My gates have protected me when I felt intolerably vulnerable – but they became habits. Habitual defences are difficult to detect, easier to see in another than in yourself. If you don’t know they are there, the gates will stay closed. Finding my way through my gates has been happening since I first felt the longing to connect as a small child. A sad feeling of separateness is maybe the first clue I had of being closed off – what I am now seeing as being behind gates. It was all a very instinctive, unconscious journey until, due to recurrent depression, I began looking at this feeling more directly in Encounter Groups during my late 20s. Through the years I have explored many different approaches to opening my gates, so many I don’t want to list them all here. It has required me to look at what is unknown and frightening – to risk being vulnerable. In Inanna’s story, she finally understood complete, ultimate vulnerability – death.
In a few weeks I will be 70 and still, after all this time, my gates are needing to continue to be opened. The instinct of the soul is to open – to be revealed, to make more and more contact. Rob maintains that this is endlessly rich in its potential. The survival instinct is to curl up and hide or run away from contact. That’s a very simplistic way of putting it – but it makes sense to me now. There is the need to take care of myself – to take care of my vulnerability. Threats can be real, I know. But sometimes it is necessary to be vulnerable in the face of real threats – as Inanna was – as climate activists are. There is no way to defend against the ultimate threat, anyway. Our choices about this depend on what is really, deeply important to us. That was why I asked what it was Inanna wanted – even though there is no one answer. That is why I keep asking myself what it is I really want. What do I deeply desire?
I want to open more and more. I want to open my energy body – soften and blur my boundaries, without losing touch with that clear, empty axis within, grounded in earth and reaching up to sky. I want to open my joints and the cells of my body. I want to open all my senses, open my heart, open my mind.
I want to touch and be touched by everything, however vulnerable that makes me. I want to feel connected to it all without losing my sense of being embodied.

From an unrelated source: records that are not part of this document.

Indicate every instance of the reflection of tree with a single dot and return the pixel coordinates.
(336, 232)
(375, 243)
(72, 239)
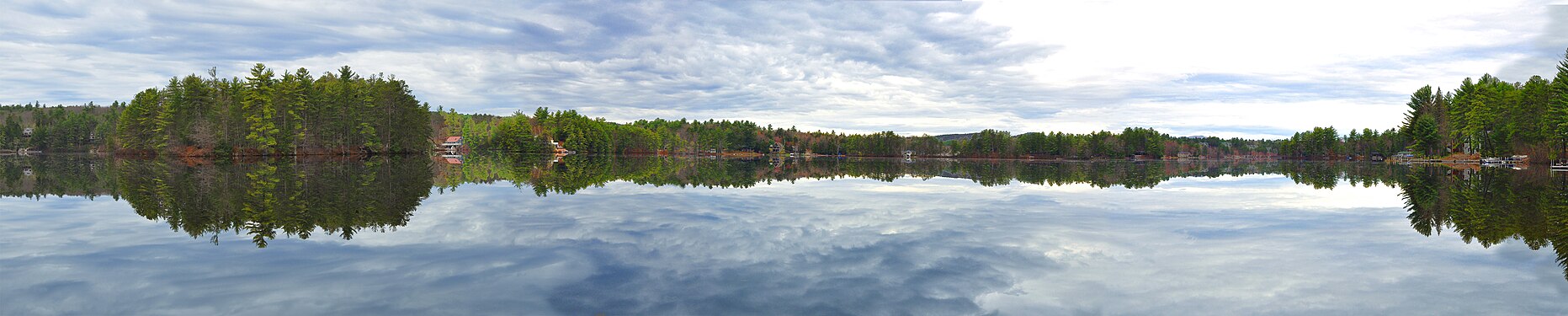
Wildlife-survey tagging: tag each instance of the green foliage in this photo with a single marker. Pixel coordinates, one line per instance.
(265, 114)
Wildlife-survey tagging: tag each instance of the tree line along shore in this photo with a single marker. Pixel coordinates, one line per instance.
(343, 112)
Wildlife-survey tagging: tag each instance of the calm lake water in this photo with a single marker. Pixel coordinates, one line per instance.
(514, 234)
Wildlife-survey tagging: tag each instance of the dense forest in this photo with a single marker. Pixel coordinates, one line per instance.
(532, 132)
(1491, 116)
(343, 112)
(267, 114)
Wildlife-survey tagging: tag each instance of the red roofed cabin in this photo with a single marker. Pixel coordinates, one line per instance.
(452, 145)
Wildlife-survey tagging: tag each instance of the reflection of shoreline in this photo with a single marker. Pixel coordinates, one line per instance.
(566, 175)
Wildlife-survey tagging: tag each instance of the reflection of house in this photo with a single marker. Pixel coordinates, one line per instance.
(452, 145)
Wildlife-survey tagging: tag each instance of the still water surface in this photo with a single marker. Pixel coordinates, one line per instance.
(513, 234)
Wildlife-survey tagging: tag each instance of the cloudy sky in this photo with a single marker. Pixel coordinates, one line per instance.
(1189, 68)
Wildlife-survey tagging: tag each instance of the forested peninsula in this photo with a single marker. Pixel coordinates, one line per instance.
(343, 112)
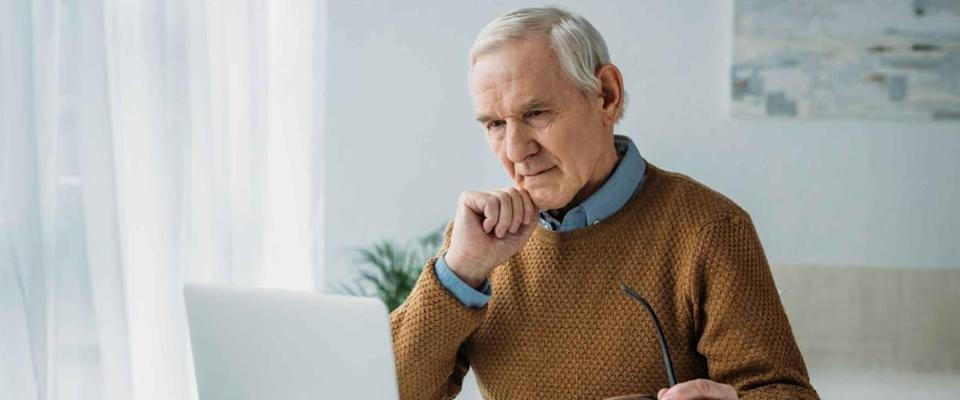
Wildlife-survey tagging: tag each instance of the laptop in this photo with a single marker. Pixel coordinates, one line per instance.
(259, 344)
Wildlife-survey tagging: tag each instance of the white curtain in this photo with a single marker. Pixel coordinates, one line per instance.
(143, 144)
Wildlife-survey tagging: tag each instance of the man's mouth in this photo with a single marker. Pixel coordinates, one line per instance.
(538, 173)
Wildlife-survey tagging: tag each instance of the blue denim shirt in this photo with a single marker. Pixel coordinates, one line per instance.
(626, 180)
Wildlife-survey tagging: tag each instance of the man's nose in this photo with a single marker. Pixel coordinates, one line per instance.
(520, 144)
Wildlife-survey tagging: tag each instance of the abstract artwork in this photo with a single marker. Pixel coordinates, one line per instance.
(846, 59)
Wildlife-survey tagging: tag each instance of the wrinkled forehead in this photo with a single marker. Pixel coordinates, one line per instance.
(505, 79)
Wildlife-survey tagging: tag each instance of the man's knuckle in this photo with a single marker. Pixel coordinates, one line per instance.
(703, 386)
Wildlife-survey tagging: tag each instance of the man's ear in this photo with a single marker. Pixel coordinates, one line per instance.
(611, 92)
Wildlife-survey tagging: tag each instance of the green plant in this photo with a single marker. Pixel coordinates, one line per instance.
(391, 269)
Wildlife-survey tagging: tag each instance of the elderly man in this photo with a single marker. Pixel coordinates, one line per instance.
(526, 287)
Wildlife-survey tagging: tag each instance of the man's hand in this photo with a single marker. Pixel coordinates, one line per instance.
(490, 227)
(699, 389)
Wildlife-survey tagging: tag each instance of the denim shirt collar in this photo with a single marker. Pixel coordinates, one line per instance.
(612, 195)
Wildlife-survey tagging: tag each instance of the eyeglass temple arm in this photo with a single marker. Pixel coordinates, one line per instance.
(667, 362)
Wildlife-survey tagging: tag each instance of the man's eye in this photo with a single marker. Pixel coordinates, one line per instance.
(535, 113)
(494, 124)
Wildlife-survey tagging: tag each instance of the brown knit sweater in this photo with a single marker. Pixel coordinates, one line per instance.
(557, 325)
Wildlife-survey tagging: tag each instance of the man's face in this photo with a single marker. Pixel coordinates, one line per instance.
(548, 135)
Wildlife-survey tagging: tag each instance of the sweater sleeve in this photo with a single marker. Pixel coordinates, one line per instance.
(429, 330)
(745, 336)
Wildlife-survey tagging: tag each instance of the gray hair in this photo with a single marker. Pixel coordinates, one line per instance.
(578, 45)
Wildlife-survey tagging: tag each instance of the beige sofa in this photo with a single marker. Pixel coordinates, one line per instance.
(877, 333)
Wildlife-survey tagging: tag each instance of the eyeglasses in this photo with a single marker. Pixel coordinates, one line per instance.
(667, 362)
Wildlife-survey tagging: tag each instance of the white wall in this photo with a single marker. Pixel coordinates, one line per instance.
(401, 142)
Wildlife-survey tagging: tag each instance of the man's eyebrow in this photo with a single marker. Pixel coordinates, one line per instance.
(533, 104)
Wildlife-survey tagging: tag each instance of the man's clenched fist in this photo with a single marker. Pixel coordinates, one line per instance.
(489, 228)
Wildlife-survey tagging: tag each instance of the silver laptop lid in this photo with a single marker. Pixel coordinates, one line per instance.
(258, 344)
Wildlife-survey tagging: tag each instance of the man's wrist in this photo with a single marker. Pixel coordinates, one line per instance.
(456, 266)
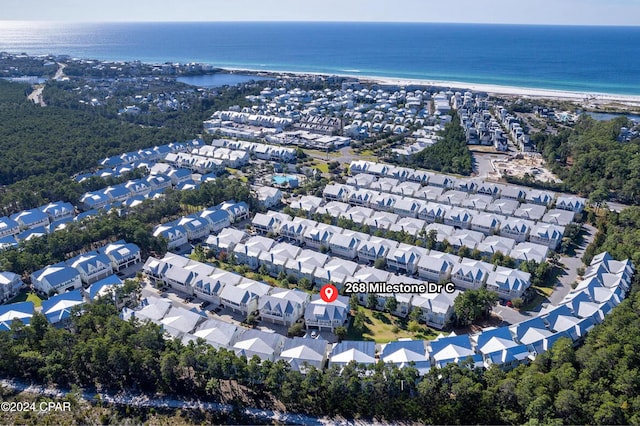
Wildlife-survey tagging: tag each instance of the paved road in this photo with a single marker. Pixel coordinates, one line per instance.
(563, 287)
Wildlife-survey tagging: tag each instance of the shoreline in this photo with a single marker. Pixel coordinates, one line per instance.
(596, 98)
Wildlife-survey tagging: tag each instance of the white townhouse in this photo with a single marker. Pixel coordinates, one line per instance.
(10, 285)
(58, 278)
(323, 315)
(408, 207)
(8, 227)
(436, 308)
(405, 258)
(530, 211)
(175, 235)
(434, 268)
(547, 234)
(516, 229)
(433, 212)
(337, 192)
(225, 241)
(248, 253)
(571, 202)
(470, 276)
(345, 245)
(375, 248)
(122, 254)
(459, 217)
(92, 266)
(218, 219)
(268, 196)
(58, 211)
(283, 306)
(197, 227)
(31, 219)
(487, 223)
(508, 283)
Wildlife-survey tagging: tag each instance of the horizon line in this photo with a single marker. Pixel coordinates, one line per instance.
(302, 21)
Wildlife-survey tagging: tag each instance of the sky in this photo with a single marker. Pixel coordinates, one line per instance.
(553, 12)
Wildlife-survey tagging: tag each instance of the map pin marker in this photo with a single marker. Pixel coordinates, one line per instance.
(329, 293)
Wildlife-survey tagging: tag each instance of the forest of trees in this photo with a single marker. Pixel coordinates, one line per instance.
(448, 155)
(135, 227)
(590, 160)
(596, 383)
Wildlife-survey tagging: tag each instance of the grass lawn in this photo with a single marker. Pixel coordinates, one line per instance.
(380, 328)
(27, 296)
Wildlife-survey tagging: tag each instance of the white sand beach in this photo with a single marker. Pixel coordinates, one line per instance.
(586, 98)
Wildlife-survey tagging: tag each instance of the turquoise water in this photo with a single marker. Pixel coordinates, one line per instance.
(577, 58)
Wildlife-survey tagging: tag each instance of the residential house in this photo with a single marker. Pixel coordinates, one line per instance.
(283, 306)
(8, 227)
(122, 254)
(225, 241)
(10, 285)
(433, 212)
(218, 334)
(337, 192)
(405, 257)
(558, 217)
(570, 202)
(31, 219)
(9, 313)
(434, 268)
(530, 211)
(267, 196)
(407, 353)
(508, 283)
(57, 278)
(494, 244)
(487, 223)
(218, 219)
(544, 198)
(303, 353)
(436, 308)
(459, 217)
(408, 207)
(470, 276)
(324, 315)
(547, 234)
(526, 251)
(347, 351)
(58, 211)
(265, 346)
(59, 308)
(452, 349)
(375, 248)
(92, 266)
(248, 253)
(516, 229)
(175, 235)
(503, 206)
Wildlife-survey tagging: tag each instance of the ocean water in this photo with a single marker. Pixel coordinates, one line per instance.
(218, 80)
(576, 58)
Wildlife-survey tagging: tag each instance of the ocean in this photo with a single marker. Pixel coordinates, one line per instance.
(572, 58)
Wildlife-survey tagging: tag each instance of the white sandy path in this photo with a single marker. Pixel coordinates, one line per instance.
(589, 97)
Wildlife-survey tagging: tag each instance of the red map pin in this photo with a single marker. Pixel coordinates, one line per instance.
(329, 293)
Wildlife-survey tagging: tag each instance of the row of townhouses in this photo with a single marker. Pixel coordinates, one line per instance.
(86, 269)
(428, 265)
(197, 226)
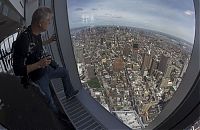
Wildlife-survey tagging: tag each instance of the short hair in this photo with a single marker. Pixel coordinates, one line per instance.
(40, 14)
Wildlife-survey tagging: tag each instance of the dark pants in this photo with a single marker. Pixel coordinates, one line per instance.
(44, 81)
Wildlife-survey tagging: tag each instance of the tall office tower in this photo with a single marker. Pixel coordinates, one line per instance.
(78, 52)
(163, 63)
(118, 64)
(154, 66)
(168, 71)
(90, 71)
(87, 60)
(146, 62)
(127, 50)
(184, 68)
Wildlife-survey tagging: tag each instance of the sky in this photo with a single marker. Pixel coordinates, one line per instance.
(175, 17)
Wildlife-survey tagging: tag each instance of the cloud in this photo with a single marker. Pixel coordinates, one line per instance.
(189, 12)
(94, 8)
(79, 9)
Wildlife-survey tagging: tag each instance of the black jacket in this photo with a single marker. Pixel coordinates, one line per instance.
(27, 50)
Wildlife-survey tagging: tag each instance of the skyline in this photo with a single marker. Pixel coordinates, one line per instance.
(155, 15)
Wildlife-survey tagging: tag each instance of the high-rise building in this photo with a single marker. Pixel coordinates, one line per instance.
(163, 63)
(78, 54)
(90, 71)
(154, 66)
(118, 64)
(146, 62)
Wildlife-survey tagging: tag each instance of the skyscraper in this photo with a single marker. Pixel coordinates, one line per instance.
(163, 63)
(146, 62)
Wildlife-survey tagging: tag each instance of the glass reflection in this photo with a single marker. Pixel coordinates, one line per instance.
(132, 55)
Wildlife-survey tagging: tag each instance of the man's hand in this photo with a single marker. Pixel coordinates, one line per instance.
(44, 62)
(51, 39)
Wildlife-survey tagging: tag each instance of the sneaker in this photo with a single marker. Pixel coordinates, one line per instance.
(71, 95)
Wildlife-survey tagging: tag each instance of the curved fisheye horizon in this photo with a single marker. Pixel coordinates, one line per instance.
(169, 17)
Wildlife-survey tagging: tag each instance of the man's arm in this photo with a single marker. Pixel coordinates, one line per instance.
(50, 40)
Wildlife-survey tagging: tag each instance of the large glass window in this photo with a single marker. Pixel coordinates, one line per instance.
(132, 54)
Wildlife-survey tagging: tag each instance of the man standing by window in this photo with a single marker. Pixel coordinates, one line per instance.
(29, 59)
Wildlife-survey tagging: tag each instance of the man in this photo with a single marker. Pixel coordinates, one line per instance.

Though this connection, I want to feel the uniqueness and beauty of each time, place, being and thing, big and small, gentle and terrible, in and around me, including my own beauty and uniqueness. I want to open to the complexity of all of this without falling into overwhelm.
I want to be filled with love for it all. And I want to express and create from this place – to share it and help others become aware of the precious potential of connection.
This is not too much to ask.
1Booker, M (2015) Nothing Special, Experiencing Fear and Vulnerability in Daily Life; Axminster, England; Triarchy Press.
2Burbea, R (2014) Seeing That Frees, Meditations on Emptiness and Dependent Arising; West Ogwell, Devon; Hermes Amãra Publications.